Nov 13, 2007

Setting up my favorite work environment: Part one - VMWare player and Ubuntu

Finally, I have finished setting up my working environment in the new company. Most of my time spent on configuring a "Gutsy Gibbon" running in a vmware player. The image comes from thoughtpolice (http://www.thoughtpolice.co.uk/vmware/). I did some customization including adding a new virtual disk and install a couple of new packages including sun-jdk-1.6 and Samba. I'd like to share some of my experiences and lessons learned here.

So let me start from the begining, get myself interpolate into the thoughtpolice ubuntu release. There is no "root" in this Linux distribution. If you need root privilege to do something, you need to invoke the command by "sudo your-command your-argument-list"; If you really want to see "#" prompt char, especially when you are trying to configuring your system like me, you can do this "sudo bash". Note, by default this thoughtpolice release provides a account "notroot" with password "thoughtpolice" which can be used to sudo into root privilege. While I create a new account "greenl" I find it is not allowed to sudo into root privilege. /etc/sudoers does not give me any clue. What you can do is to
edit /etc/groups file, and add your new username to each line "notroot" is added in. After I have done this, my own account "greenl" can be successfully substitude with root user privileges.

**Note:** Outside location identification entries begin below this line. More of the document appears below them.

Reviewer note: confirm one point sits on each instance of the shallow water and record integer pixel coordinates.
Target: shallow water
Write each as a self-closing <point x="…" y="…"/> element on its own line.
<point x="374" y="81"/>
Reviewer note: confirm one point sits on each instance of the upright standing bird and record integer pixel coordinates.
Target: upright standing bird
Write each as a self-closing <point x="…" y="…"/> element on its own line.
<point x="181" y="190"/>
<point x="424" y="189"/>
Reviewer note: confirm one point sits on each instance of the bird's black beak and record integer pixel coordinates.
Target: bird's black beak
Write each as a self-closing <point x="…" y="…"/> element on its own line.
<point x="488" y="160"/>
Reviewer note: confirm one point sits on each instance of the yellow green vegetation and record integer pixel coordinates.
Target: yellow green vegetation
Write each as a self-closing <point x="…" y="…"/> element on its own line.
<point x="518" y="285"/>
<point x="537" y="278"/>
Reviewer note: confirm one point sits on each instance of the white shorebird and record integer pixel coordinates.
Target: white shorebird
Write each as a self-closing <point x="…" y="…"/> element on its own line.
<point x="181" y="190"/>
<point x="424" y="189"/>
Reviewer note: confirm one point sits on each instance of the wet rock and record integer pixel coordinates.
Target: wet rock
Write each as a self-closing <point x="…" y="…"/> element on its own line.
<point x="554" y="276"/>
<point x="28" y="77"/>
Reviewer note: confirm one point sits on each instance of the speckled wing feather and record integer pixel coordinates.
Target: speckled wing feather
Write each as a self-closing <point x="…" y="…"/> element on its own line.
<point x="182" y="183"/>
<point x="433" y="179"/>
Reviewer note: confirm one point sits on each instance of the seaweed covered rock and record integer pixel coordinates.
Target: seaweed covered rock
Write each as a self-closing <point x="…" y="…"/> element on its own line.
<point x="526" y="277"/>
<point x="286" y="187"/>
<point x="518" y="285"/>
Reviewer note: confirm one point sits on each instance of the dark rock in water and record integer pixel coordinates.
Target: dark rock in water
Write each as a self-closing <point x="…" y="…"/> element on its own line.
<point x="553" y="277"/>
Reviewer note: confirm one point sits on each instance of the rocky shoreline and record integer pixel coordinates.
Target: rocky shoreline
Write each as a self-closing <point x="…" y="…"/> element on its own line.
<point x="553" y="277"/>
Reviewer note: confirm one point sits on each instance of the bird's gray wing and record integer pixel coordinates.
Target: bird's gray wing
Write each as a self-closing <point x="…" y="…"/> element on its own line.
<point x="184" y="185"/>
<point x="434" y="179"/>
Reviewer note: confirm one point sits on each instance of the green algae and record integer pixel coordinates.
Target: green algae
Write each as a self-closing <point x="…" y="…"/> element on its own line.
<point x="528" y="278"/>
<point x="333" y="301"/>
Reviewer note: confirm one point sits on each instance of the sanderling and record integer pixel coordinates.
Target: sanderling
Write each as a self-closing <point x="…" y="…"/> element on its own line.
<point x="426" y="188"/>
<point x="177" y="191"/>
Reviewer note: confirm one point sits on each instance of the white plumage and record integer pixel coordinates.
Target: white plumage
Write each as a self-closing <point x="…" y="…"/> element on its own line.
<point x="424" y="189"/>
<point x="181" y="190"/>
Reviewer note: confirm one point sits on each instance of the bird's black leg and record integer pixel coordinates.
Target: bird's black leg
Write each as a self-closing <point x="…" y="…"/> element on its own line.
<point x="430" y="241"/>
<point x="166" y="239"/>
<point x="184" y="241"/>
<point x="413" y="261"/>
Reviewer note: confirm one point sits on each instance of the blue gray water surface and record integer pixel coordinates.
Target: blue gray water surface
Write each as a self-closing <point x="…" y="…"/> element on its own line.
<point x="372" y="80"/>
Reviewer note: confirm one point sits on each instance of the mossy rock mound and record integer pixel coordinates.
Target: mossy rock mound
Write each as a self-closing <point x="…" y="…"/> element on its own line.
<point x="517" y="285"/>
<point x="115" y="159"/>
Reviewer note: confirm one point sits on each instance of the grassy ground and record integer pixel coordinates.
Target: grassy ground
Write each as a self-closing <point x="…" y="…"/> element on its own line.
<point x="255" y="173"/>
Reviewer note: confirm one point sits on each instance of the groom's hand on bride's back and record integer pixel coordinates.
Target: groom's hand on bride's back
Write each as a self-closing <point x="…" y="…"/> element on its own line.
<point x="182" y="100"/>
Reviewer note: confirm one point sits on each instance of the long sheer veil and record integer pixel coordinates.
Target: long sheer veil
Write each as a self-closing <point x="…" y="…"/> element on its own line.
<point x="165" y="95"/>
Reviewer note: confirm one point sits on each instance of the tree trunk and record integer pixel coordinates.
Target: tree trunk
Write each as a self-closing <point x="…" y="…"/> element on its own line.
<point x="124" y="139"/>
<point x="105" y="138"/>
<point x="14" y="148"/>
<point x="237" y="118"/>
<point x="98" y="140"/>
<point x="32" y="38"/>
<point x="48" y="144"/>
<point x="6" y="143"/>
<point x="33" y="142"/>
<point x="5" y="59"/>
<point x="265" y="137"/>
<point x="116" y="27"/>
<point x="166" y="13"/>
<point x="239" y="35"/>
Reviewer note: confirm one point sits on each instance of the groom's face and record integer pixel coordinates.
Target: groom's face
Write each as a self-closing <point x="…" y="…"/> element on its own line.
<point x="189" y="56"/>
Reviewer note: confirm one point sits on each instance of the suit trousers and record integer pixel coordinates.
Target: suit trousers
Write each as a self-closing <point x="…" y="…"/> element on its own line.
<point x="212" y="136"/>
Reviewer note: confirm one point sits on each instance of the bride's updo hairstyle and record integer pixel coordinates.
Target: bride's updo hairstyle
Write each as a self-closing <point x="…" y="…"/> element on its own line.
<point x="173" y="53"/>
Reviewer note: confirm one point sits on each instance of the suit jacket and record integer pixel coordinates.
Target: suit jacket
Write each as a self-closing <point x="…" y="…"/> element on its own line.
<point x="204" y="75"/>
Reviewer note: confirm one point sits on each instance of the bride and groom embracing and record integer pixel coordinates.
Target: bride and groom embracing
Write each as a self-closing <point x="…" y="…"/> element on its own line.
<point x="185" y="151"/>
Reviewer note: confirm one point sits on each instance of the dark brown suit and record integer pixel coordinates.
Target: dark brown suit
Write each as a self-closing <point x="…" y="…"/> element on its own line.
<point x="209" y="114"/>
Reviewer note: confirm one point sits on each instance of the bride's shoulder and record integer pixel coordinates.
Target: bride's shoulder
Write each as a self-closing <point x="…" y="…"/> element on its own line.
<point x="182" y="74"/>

Now that I am a supervisor, my ambition grows up. The default thoughpolice release provides 4 virtual disk files which can give you up to 8GB in your virtual linux world. That's not fair! Today's typical HD has 160GB space! And I know I am gonna install Websphere and DB2 in my ubuntu, so 8GB is not satisfied. I need much more! What I have done is to go to google and ramble for while. Not long I found a hand-on empty virtual disk package created by John Bokma using freeware Qemu. And I pick up the largest one (20GB) to append my thoughtpolice ubuntu virtual disk space. It is not so easy as copying and pasting a file. Beyond that, you need a few additional steps to transfer reality file into virtual disk space:
  • Open the ubuntu-server-7.10-i386.vmx file using whatever your favorite editor (don't get scared by the .vmx extension, it is 100% a plain text file). You will find something like
    • scsi0:0.present = "TRUE"
    • scsi0:0.fileName = "ubuntu-server-7.10-i386.vmdk"
    • scsi0:0.writeThrough = "TRUE"
    • ide1:0.present = "TRUE"
    • ide1:0.fileName = "auto detect"
    • ide1:0.deviceType = "cdrom-raw"
  • And you should see that we can interpolate something here for our new 20GB virtual disk file, in my final version of ubuntu-server-7.10-i386.vmx file, the new lines I added are
    • ide0:0.present = "TRUE"
    • ide0:0.fileName = "ubuntu-server-7.10-i386-ide.vmdk"
  • You should know that "ubuntu-server-7.10-i386-ide.vmdk" is just the new virtual disk file we have added. But is that enough? After you restart your virtual machine, and log into your linux virtual box, you will see nothing has changed. Then think it twice, what if this is a real linux box and you added a new harddisk into your machine, what will your linux react to it? It will find a new device, but that's all. So you need to do something to let Linux be able to use your new device, right? Yep! You need to run sudo fdisk to create new partition on the raw disk, and mkfs.ext3 to "format" your new partition, and finally edit your /etc/fstab file to mount the new partition to your file system upon system boot.
These are exactly what I have done to expand my vmware ubuntu disk space. A little bit more words I want to say about this is my mounting point of new partition: /usr. The reason I choose /usr is by default system will install new packages to that directory. Be careful before you go direct to "sudo vi /etc/fstab" you should at least backup your current /usr directory by "sudo mv /usr /opt", and then update your PATH environment variable. In your first boot immediately after you have changed /etc/fstab file, you will find the system does not behave normal, surely because of your /usr is now an empty directory. So what you should do is "sudo cp -R /opt/* /usr" and "sudo rm -R /opt". Restart your system and rock!